# 4x4x2 vs. 6x2x30" and cost



## rob1984 (Jun 20, 2012)

so what is better for fish that reach 24" give or take and why ? and also what is the cost difference from buying a 220g standard to a 240g square ? and if there someone that can build one for a decent price from glass or acrylic if so what would be the cost


----------



## blunthead (Jan 24, 2011)

what kinda fish you thinking?


----------



## rob1984 (Jun 20, 2012)

aro, pbass, florida gar, and a catfish


----------



## blunthead (Jan 24, 2011)

well ive seen these fish in 220s before but I think these tanks are too small.
the 4x4x2 tank would probably cost a lot more to have built unlike the 220 gallon that you can buy from aqueon or marineland for around $800, miracles makes them to but I think your looking somewhere between 1100-1300.


----------



## rob1984 (Jun 20, 2012)

blunthead said:


> well ive seen these fish in 220s before but I think these tanks are too small.
> the 4x4x2 tank would probably cost a lot more to have built unlike the 220 gallon that you can buy from aqueon or marineland for around $800, miracles makes them to but I think your looking somewhere between 1100-1300.

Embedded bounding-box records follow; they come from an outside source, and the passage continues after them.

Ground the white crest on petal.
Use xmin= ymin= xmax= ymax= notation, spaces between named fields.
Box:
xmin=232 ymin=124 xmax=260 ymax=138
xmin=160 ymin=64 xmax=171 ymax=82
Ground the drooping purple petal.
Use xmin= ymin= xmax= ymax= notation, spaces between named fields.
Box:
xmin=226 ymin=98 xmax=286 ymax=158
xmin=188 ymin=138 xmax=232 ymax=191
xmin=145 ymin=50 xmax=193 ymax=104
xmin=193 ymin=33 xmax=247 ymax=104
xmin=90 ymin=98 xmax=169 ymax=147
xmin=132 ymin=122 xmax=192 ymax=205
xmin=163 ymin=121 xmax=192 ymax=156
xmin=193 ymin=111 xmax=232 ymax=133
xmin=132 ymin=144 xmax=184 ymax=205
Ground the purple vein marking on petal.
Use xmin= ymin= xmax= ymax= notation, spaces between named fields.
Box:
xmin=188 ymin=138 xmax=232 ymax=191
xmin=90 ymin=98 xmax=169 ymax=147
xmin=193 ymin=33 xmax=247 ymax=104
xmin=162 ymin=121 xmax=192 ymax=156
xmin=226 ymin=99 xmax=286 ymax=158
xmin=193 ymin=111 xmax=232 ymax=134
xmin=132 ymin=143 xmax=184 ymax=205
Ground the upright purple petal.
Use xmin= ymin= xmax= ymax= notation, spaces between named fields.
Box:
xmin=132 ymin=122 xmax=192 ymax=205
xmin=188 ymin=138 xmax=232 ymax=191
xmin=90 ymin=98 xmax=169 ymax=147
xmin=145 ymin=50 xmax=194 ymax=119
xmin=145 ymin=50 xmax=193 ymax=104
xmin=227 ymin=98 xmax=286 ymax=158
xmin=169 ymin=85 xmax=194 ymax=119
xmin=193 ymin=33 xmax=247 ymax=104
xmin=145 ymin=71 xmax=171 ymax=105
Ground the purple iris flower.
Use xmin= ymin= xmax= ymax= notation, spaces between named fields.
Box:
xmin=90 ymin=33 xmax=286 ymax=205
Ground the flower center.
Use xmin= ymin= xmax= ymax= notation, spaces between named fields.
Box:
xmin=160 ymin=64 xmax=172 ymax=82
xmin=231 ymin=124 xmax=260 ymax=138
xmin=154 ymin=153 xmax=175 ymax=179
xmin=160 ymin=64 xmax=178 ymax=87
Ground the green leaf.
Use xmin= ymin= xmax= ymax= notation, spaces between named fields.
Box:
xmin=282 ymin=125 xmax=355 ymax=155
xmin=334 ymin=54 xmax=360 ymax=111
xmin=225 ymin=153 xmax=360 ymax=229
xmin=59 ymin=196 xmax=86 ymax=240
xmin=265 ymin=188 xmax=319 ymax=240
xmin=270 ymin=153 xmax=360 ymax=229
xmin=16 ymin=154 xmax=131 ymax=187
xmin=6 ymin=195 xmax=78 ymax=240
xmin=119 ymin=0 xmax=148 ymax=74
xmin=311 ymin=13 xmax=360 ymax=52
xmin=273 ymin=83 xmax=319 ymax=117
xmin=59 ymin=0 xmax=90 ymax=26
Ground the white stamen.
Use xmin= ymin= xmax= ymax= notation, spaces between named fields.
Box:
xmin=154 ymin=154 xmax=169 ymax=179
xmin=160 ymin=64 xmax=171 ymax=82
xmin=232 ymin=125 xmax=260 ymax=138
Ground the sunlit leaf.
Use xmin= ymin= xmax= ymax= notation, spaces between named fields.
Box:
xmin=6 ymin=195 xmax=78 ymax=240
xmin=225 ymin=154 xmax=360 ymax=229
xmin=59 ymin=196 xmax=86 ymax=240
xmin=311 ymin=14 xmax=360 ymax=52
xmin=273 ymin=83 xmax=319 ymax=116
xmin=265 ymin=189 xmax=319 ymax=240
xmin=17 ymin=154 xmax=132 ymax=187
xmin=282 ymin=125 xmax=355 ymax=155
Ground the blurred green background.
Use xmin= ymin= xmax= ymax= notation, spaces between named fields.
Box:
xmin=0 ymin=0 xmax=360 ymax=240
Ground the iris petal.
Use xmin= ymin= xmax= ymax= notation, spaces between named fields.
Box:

 ideally what would be best between the 2 of em ?


----------



## blunthead (Jan 24, 2011)

a 6x6x30 lol
no I like the idea of the 4x4x2 I think it be a little more comfortable for them


----------



## pyrrolin (Jan 11, 2012)

I'm also thinking the 4x4x2, they can turn around, but if you can make it a 6x4x2 that would be even better, they can turn around and swim a fair bit, or maybe go in the middle, 6x3x2


----------



## rob1984 (Jun 20, 2012)

pyrrolin said:


> I'm also thinking the 4x4x2, they can turn around, but if you can make it a 6x4x2 that would be even better, they can turn around and swim a fair bit, or maybe go in the middle, 6x3x2


yes a 6x3x2 would be great if I can find that 300g a local place sells but he all sold out and don't know if he getting anymore anytime soon... I mean I have awhile to wait before they need anything bigger but nice to have it already to go when that time comes too .... believe the 300g had dual over flows for 750gph each side and is starphire front reg 1899 on sale usually for 1599


----------



## blunthead (Jan 24, 2011)

whered u find that 300gal, sounds like a great price


----------



## rob1984 (Jun 20, 2012)

Place down in london


----------